Friday, July 2, 2021

Vatican II-ism: poison in every pie

Every oppressive regime, which can flourish only by ever greater measures to suppress human freedom, contrives loyalty tests and advances its agenda only by doubling down on strictures which ensure uniformity. True human freedom always stands as the mortal enemy of all inhuman regimes.

Vatican II-ism is a disease which demands everything be modernized and constantly changed to conform to ever-changing volition of whatever persons happen to be in power. Authentic service of humans and free will is lost.

The mortal sin of suppressing the sacred in search of a uniformity based on unilateral will to power is rumored to be forthcoming in a new power grab by overreaching curial officials in Rome. If it comes to pass it will violate canon law which decrees that no priest can be forced to concelebrate, the greatest goal of Vatican II-istic liturgy. Less Masses and more conformity. The principal celebrant decides how all the other priests celebrate.

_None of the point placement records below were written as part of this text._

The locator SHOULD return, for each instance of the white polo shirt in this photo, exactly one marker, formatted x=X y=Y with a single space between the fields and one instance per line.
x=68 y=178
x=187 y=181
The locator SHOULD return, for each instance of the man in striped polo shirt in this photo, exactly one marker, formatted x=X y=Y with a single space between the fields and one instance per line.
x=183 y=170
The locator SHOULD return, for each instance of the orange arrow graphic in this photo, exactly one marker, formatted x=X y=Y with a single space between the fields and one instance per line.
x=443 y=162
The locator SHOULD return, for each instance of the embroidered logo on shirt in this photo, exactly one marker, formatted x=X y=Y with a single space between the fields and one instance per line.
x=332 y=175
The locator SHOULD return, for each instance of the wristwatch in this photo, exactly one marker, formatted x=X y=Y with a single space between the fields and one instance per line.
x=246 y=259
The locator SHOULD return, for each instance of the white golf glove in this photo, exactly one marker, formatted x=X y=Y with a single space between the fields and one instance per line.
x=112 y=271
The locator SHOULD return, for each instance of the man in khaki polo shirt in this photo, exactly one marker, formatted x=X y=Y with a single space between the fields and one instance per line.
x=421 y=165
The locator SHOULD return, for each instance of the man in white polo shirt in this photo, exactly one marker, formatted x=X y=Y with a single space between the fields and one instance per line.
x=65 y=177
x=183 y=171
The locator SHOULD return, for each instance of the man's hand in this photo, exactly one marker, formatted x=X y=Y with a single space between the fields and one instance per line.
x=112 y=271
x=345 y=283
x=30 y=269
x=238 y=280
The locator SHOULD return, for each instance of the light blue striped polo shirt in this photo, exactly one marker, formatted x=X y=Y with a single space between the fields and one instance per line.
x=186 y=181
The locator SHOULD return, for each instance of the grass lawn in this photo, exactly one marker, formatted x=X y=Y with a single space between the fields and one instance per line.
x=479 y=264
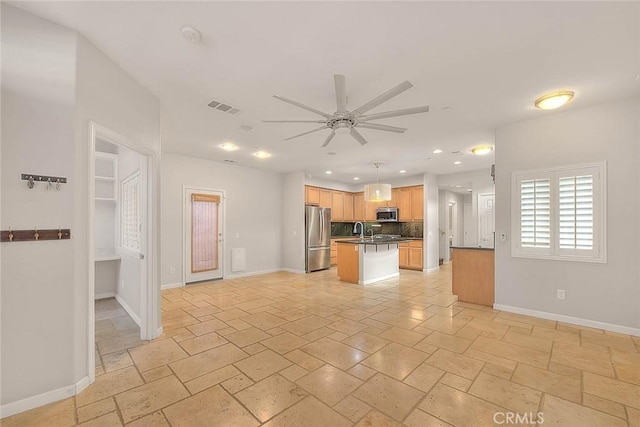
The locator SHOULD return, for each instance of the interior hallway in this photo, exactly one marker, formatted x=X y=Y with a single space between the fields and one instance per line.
x=286 y=349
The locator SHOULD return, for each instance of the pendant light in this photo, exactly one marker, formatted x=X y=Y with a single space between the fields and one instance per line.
x=377 y=192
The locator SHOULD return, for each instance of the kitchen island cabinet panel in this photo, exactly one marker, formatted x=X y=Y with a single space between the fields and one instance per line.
x=473 y=275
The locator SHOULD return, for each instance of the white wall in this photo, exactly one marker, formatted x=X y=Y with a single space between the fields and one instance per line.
x=481 y=183
x=444 y=198
x=38 y=292
x=610 y=292
x=53 y=83
x=293 y=224
x=431 y=234
x=253 y=209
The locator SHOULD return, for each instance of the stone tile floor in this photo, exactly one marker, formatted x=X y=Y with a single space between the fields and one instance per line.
x=306 y=350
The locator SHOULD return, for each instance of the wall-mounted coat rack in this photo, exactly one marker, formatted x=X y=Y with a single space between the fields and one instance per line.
x=50 y=180
x=35 y=234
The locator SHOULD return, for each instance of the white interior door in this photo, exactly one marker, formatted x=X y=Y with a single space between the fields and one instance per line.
x=203 y=219
x=486 y=220
x=468 y=218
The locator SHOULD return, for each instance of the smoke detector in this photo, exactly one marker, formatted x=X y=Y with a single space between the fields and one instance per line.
x=191 y=34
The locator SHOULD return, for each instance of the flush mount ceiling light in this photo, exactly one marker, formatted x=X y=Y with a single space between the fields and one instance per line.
x=191 y=34
x=554 y=100
x=262 y=154
x=481 y=150
x=228 y=146
x=377 y=192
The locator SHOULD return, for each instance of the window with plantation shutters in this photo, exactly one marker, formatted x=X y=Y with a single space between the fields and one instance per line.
x=130 y=213
x=560 y=213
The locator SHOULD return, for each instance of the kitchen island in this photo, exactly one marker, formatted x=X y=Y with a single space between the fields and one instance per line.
x=366 y=260
x=473 y=275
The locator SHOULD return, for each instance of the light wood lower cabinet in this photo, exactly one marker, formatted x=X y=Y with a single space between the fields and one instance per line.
x=411 y=255
x=334 y=252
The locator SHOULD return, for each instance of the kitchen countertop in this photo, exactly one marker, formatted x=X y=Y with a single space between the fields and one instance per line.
x=471 y=247
x=376 y=241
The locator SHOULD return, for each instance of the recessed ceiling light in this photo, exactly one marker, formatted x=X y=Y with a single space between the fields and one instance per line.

Demanding that every priest also celebrate the Vatican II liturgy, as it is rumored the new document will command, is a petty loyalty test which reveals the increasing awareness of the fragile condition of Vatican II innovations, and their ever more tenuous standing among that ever-decreasing number of sincere Catholics who still practice the integral Faith, on the part of those who still cling to them. Such remains the purpose of existence for many who want to claim the ancient Faith without submitting to all of its obligatory commands.

Here we see that even a heretic, Karl Rahner, understood it is a sin to suppress authentic liturgical freedom and enforce uniformity out of a will to power:

“Imagine that the Pope, as supreme pastor of the Church, issued a decree today requiring all the uniate churches of the Near East to give up their Oriental liturgy and adopt the Latin rite….The Pope would not exceed the competence of his jurisdictional primacy by such a decree, but the decree would be legally valid.

“But we can also pose an entirely different question. Would it be morally licit for the Pope to issue such a decree? Any reasonable man and any true Christian would have to answer “no.” Any confessor of the Pope would have to tell him that in the concrete situation of the Church today such a decree, despite its legal validity, would be subjectively and objectively an extremely grave moral offense against charity, against the unity of the Church rightly understood (which does not demand uniformity), against possible reunion of the Orthodox with the Roman Catholic Church, etc., a mortal sin from which the Pope could be absolved only if he revoked the decree.

“From this example one can readily gather the heart of the matter. It can, of course, be worked out more fundamentally and abstractly in a theological demonstration:

1. The exercise of papal jurisdictional primacy remains even when it is legal, subject to moral norms, which are not necessarily satisfied merely because a given act of jurisdiction is legal. Even an act of jurisdiction which legally binds its subjects can offend against moral principles.

2. To point out and protest against the possible infringement against moral norms of an act which must respect these norms is not to deny or question the legal competence of the man possessing the jurisdiction.”